In cases where hair regrowth is incomplete or delayed, cosmetic options — including hairpieces, wigs, and scalp micropigmentation — can help restore confidence. NHS wigs may be available to eligible patients, but provision, charges, and exemptions vary by UK nation and local NHS Trust policy. The NHS 'Wigs and fabric supports' pages provide up-to-date information on eligibility and how to access this support in your area.
Finally, follow-up with your GP or dermatologist is important to monitor treatment response and adjust management as needed. Hair regrowth after moth-eaten hair loss is often achievable with appropriate treatment, but patience and consistent care are key.
Frequently Asked Questions
What is the most common cause of moth-eaten hair loss?
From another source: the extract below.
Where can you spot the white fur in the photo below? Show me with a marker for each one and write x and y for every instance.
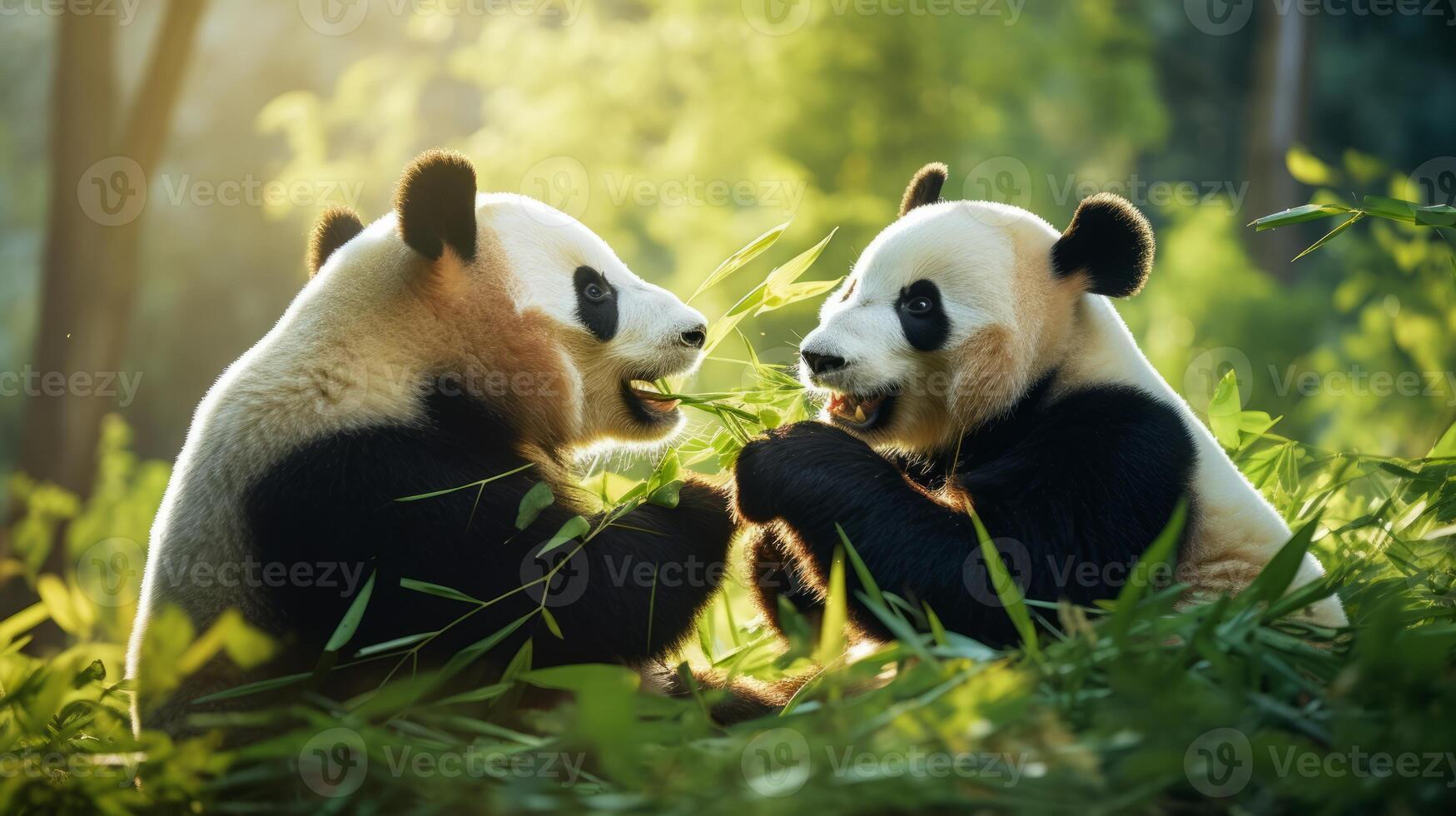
(991, 264)
(351, 351)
Secondary syphilis, caused by the bacterium Treponema pallidum, is the most classical cause of moth-eaten hair loss. However, tinea capitis, alopecia areata, and scarring alopecias can produce a similar patchy pattern and should also be considered.
Is moth-eaten hair loss permanent?
In most cases, such as syphilis-related or tinea capitis-related hair loss, regrowth is possible once the underlying cause is treated effectively. However, scarring alopecias such as discoid lupus erythematosus can cause permanent hair loss if not diagnosed and treated promptly.
When should I see a doctor about patchy, moth-eaten hair loss?
You should see your GP promptly if you notice a moth-eaten or patchy hair loss pattern, particularly if accompanied by a rash on the palms or soles, fever, scalp scaling, lymph node swelling, or rapid progression, as these features may indicate a systemic or infectious cause requiring urgent assessment.